Очи Заримы, подобные очам газели, наполнились радостью. И она захлопала в ладоши, и бедро начало часто тереться о ногу султана, и он почувствовал некоторое томление, хотя всесокрушающий мул продолжал лежать, истощенный тремя набегами.
— Клянусь, а Аллах лучше знает, если и есть на свете лучший среди мужей, то он находится в этой комнате!
— Но знай, о женщина, — усилием воли, железной воли рода Аббасидов, Шамс ад-Дин делал попытки поднять мула на штурм крепости в четвертый раз. — На сокровищнице лежит великое колдовство, столь великое, что даже я — тот, кому она принадлежит — не в силах снять его.
— Что это за колдовство. Умоляю, расскажи!
На миг, короткий, как взмах ресниц миг, Шамс ад-Дину показалось, мул поднял голову… нет — всесокрушающий, в отличие от его хозяина, спал сном праведника.
Шамс ад-Дин Мухаммад вздохнул.
— Слушай же, женщина. В далекие времена, в давние века…
19
Повествование о том, что было, или не было,
— В далекие времена, в давние века стоял на земле бусурманской город, а город это я вам скажу не то, что наш хутор, он… он… раза в два поболе будет. А то и во все три, — рассказчик — совсем не старый еще козак с седыми, словно обсыпанными мукой длинными вусами, потеребил грубыми пальцами белый кончик вуса, опускающийся много ниже улыбающегося рта. Словно дивчина свесила белоснежную ножку с моста, что висит над дальней балкой у края хутора, того края, что ближе к дому Пузатого Пацюка.
— Дядьку Панас, — один из хлопчакив, шо слушали рассказчика, усевшись здесь же, на траве, коло ганку, тряхнул рудим чубом, что словно золотая пряжа заиграл на солнце.
— Чего тебе? — по чубу и конопатой физиономии, Панас распознал в нем сына Панько пасечника.
— А город этот — Ахдад, он, как… как… Миргород! — хлопец выдохнул слово и сам испугался собственной смелости. Мало кто на хуторе мог похвастаться тем, что бывал аж в самом уездном Миргороде. А если и бывал, вон как Охрим Голопупенко, так цельный рик, а то и два после ходил, высоко задравши чуприну.

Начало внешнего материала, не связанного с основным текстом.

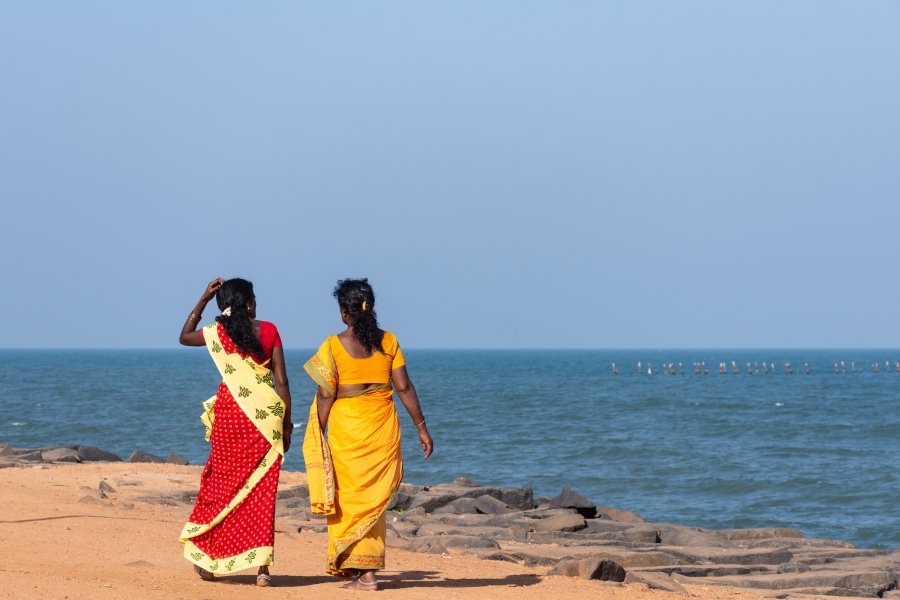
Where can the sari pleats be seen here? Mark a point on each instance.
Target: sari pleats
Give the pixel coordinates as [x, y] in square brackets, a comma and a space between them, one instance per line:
[354, 474]
[364, 438]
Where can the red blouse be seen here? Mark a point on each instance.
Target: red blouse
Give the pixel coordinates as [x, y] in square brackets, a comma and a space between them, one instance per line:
[268, 337]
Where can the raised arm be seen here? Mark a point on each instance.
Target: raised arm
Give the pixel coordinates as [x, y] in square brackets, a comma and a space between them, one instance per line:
[189, 334]
[407, 393]
[284, 392]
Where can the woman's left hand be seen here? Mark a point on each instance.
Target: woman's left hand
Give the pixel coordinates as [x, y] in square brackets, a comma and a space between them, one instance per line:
[427, 442]
[286, 438]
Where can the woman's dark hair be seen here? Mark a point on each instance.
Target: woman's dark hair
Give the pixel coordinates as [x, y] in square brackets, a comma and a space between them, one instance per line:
[236, 294]
[356, 298]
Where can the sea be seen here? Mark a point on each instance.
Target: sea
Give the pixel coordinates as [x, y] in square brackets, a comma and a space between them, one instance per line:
[668, 434]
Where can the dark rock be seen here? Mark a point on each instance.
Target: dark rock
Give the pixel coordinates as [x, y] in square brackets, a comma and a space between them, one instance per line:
[680, 535]
[589, 568]
[460, 541]
[175, 459]
[141, 456]
[542, 502]
[94, 454]
[458, 507]
[606, 526]
[404, 495]
[433, 497]
[488, 505]
[793, 567]
[429, 546]
[60, 455]
[403, 528]
[758, 533]
[463, 481]
[569, 498]
[655, 581]
[621, 516]
[29, 456]
[503, 556]
[730, 556]
[566, 522]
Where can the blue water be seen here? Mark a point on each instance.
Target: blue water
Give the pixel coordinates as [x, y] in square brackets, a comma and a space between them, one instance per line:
[817, 452]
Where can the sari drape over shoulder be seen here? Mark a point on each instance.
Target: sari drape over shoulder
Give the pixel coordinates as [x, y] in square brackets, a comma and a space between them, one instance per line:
[232, 525]
[354, 473]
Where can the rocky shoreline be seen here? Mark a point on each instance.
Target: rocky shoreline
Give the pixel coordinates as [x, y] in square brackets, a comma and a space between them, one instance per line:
[570, 535]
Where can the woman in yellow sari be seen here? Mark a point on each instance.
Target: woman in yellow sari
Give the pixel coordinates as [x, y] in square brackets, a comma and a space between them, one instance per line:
[354, 472]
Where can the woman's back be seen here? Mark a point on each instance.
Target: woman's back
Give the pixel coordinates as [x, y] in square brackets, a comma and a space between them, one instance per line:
[353, 367]
[268, 335]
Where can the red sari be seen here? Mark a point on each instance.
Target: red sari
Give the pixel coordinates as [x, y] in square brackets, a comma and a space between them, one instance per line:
[245, 536]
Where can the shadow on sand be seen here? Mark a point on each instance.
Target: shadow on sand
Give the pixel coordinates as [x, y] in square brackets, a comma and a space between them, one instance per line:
[392, 580]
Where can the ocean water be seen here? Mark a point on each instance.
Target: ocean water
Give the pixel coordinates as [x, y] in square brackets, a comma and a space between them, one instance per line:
[815, 451]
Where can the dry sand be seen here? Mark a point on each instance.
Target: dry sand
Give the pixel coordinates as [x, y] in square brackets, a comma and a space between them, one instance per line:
[60, 543]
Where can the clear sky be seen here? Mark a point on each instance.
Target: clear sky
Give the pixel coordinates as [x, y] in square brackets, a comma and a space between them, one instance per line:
[507, 174]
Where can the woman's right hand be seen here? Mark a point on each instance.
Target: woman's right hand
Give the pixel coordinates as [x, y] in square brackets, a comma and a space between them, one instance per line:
[427, 442]
[212, 288]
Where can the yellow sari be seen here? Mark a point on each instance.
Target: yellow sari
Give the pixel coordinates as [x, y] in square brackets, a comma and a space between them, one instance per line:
[354, 473]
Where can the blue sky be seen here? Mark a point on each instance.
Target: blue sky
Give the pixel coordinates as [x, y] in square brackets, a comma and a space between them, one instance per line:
[507, 174]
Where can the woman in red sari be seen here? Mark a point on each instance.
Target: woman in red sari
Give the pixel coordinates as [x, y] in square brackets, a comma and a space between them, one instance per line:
[249, 427]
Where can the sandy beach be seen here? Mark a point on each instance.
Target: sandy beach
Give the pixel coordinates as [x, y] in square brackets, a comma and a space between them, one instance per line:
[63, 540]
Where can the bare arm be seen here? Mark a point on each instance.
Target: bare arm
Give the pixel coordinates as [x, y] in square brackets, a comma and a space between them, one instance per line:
[282, 388]
[407, 393]
[189, 334]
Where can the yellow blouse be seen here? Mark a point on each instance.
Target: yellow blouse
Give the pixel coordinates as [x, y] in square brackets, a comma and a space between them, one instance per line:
[375, 369]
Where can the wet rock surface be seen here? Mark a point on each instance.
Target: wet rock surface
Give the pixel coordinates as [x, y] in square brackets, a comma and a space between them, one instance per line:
[571, 536]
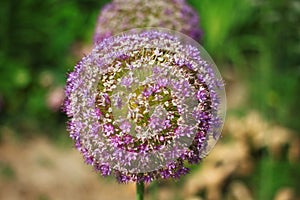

— Миргород! Скажешь тоже. Не, таких городов, как Миргород — раз, два и нету. Разве только Петенбург. Да и то — вряд ли. Точно — Ахдад, словно наш хутор, ну в… два раза больше.
— Ух ты! — дружно выдохнули остальные слушатели — детинчата разных возрастов и чумазости.
— И был в том городе султан, — продолжил рассказчик.
— Дядьку Панас, а султан кто это?
— Как бы тебе… это кто-то, навроде нашего старосты, только у них…
— А он тоже горилку хлещет?
— А как напьется с голым задом по хутору бегает — чертей ловит!
— Или за теткой Мотрей с ухватом.
— А она кричит: «Люди добреньки, рятуйте!»
— А он ей: «Убью, сука!»
— А ну цыть! — прикрикнул на расшалившихся слушателей рассказчик.
— Такой султан, да? — сын пасечника вновь тряхнул золотой чуприной.
— Ну, навроде… — пальцы вновь затеребили ножку вуса. — А может, не такой… у бусурман энтих, все не как у людей. Как бы то ни было, было у бусурмана этого вещей всяких ценных, дорогих, цельная камора.
— Вроде, как у Ицхака — корчмаря?
— Ну, вроде…
— А колбасы в ней были?
— Жареные и шоб жира побольше!
— А сало?
— С прорезью!
— Дурак! В сале самое смачное — шкурка!
— Нет — прорезь!
— Нет — шкурка!
— А я люблю, шоб потолще, и соломой смолено!
— Не, самое ценное, шо в каморе может быть — это конфеты!
— Конфеты — это да! Ее в рот и на языке катаешь.
— А она сладкая, как вишня спелая!
— Дурак! Сравнил тоже. Слаще!
— Сам дурак!
— У тетки Наталии, шо за большой балкой живет — вишни сладкие, — со знанием дела заявил сын пасечника Панько.
— Ага, только Сирко кусючий.
— А ленты у султана того были? Цветные, — робко спросила малолетняя Оксанка и часто заморгала черными оченятами.
— И колбаса домашняя, и колбаса кровяная, и сало с прорезью и со шкуркой, и конфеты, и ленты, и еще много чего, шо мы и видать не видывали, и знать не знаем, — говорю ж — бусурман, да еще и султан.
— Ух ты!!! — снова выдохнули слушатели.
— И задумал он камору эту, а точнее будет — богатства, что в ней, от воров уберечь.